Women voters matter, as this NPR blog post says. And “women will stay undecided about their vote longer than men.... [T]hey won’t base it on a party line vote, but much more on a likability factor.”
As a woman, that quote makes me wince. I don’t know whether women are actually liable to weight likability over party affiliation. (I know a lot of women with staunch party affiliations, and for them party is the first factor in likability.) But the word “likability” sounds diminutive. It dismisses the value of assessing a candidate’s character.
What's more, as NPR points out, likability (if we have to call it that) means different things to women in different stages of their life. To the unattached, it might mean Someone They Can Believe In. To mothers, it might mean Someone Committed to Solving Problems. And for everyone, there's the raw seduction of identification. I was forwarded an e-mail by my aunt in which a friend of hers, who works for the Hillary campaign in California, said of Hillary: "The whole time I kept staring at her thinking 'My God! She has wrinkles and crows feet! Oh my God - she looks just like us!'" Of course, the power of identification doesn't always favor Hillary. Kim McLarin at The Root writes a thoughtful essay about why Michelle Obama makes her swoon for Barack, which includes: "She reminds me of my sister Michelle. She looks like me."

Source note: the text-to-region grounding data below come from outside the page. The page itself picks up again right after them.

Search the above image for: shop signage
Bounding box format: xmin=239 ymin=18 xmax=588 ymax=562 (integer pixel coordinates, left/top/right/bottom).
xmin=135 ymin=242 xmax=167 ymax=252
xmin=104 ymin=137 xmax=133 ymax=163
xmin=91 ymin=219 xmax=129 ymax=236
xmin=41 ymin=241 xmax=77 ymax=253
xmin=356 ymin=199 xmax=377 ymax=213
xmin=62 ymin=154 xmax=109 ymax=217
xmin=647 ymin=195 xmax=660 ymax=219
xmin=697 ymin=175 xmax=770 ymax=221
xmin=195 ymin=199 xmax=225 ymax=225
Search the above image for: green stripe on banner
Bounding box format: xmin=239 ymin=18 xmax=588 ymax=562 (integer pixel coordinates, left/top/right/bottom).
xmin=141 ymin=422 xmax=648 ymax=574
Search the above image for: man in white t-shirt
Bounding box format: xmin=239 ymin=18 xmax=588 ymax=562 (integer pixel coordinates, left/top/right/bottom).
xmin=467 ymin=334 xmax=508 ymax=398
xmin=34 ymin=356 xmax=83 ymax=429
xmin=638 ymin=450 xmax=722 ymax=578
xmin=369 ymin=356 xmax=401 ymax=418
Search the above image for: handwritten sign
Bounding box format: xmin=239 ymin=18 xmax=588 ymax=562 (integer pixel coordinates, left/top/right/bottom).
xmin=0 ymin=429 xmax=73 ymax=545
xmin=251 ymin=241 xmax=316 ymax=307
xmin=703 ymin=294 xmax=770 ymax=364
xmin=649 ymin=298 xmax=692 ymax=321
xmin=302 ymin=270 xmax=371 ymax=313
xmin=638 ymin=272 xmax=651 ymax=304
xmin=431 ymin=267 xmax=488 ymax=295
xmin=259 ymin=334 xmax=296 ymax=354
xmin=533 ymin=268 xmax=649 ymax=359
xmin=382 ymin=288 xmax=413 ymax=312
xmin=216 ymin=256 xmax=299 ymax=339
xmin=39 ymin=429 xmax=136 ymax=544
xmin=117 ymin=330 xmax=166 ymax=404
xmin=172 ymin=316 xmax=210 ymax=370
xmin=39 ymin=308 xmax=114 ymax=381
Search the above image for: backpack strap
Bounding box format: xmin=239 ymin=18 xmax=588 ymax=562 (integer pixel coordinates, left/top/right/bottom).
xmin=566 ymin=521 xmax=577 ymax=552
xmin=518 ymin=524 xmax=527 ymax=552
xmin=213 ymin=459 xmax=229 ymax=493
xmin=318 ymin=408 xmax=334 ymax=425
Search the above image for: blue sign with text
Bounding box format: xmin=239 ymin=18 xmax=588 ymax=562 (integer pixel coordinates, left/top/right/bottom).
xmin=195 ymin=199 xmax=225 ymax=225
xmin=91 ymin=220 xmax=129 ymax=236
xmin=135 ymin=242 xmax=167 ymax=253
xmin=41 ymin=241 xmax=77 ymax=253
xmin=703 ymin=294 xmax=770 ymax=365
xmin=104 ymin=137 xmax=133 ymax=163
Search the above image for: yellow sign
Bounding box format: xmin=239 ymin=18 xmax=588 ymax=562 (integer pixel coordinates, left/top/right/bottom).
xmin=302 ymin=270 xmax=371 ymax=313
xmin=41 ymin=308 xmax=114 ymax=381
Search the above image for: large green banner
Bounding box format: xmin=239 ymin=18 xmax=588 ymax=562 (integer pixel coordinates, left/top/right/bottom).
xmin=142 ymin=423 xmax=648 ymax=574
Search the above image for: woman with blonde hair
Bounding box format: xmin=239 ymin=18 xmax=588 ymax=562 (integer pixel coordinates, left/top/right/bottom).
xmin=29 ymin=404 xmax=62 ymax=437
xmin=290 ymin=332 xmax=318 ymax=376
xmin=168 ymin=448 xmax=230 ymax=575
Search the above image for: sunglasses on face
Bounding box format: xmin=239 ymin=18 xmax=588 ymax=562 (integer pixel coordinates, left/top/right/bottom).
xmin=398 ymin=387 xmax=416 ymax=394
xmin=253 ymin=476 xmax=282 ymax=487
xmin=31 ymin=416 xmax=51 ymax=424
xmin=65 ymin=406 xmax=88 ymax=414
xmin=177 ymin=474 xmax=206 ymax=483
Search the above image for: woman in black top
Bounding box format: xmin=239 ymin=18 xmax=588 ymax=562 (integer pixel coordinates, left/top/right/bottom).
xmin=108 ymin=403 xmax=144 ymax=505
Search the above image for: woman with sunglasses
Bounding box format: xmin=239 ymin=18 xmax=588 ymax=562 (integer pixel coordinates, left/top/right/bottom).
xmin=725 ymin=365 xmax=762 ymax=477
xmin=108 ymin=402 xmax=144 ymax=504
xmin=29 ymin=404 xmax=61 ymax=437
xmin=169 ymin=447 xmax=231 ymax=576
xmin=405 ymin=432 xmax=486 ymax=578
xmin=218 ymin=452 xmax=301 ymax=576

My aunt, a Francophile originally from the Midwest, is a case study in how identification can be about exclusion, too. She told me, "I remember in the early 60s I was a Young Republican and once at a rally I looked around and all the candidates were white men in suits and I thought 'these people don't look like me' and walked out. Thereafter I became a Democrat."
P.S. The woman who works for the Hillary campaign also wrote, "The whole day I had thought about asking her if she would consider making Barack Obama her vice-president because that's the dream team those of us in the trenches and on the fence really want to see."